Peter Deeley (born c. 1949) is a British journalist who until January 2006 was a presenter on the London phone-in radio station, LBC 97.3.

==Career==
Deeley has interviewed former U.S. Presidents Ronald Reagan and Richard Nixon, as well as Dr. Henry Kissinger and former British Prime Ministers Baroness Thatcher, Tony Blair and Sir John Major.

His career began in the late 1960s when he reported on the Solihull News in the West Midlands, before moving to the Birmingham Evening Mail. In the late 1970s, he became deputy news editor and talk show presenter at Beacon Radio in Wolverhampton. From there, he moved to the Independent Radio News reporting team, where he remained until the early 1980s, before joining radio station LBC in London, presenting LBC Reports and Weekend Breakfast.

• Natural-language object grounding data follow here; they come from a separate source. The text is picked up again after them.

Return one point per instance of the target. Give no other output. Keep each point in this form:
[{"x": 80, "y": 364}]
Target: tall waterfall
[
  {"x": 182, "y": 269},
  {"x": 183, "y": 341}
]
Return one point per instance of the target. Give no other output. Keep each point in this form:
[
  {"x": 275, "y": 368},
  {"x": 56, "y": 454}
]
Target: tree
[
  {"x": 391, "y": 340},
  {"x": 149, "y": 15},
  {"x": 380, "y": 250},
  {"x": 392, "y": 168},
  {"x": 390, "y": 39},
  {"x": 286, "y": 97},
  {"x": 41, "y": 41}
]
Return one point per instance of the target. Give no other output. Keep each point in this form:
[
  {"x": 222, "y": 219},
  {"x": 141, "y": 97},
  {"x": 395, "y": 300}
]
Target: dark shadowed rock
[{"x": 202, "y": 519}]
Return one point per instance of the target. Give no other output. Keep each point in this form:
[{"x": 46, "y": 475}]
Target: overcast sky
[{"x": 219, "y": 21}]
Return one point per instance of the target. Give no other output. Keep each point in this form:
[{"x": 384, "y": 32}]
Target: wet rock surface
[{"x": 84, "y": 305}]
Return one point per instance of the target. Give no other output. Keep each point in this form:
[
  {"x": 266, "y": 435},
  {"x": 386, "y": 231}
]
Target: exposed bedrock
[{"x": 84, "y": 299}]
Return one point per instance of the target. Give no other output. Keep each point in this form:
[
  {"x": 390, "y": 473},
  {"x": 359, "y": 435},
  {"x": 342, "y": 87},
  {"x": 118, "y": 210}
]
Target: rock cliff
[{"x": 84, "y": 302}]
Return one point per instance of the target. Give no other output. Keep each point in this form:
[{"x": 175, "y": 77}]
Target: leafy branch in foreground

From 1985 until 1990, he was the breakfast anchorman at LBC alongside Douglas Cameron. He has also worked on Talk Radio UK, BBC Radio Kent and BBC Radio 5 Live. Before his retirement from broadcasting, Deeley presented the overnight programme on LBC from 1 am to 5 am on Mondays and from 12 am to 5 am on Tuesdays, Wednesdays and Thursdays.

==Personal life and later career==
In December 2005, Deeley announced during his programme that he was leaving LBC to become an addiction psychotherapist, being a recovering alcoholic himself. He broadcast his last regular show in the early hours of 2 January 2006. However, in April 2006 he briefly returned to LBC standing in for Marcus Churchill.

In 2007, Deeley and his partner Alan Tollins (born c. 1959), a GP, bought a country bed and breakfast business at a 15th-century hall house, Farthingales Homestead, in the ancient village of Nonington near Canterbury on the edge of the North Downs. Due to the declining health of Tollins' parents, the pair decided to sell the business in 2015.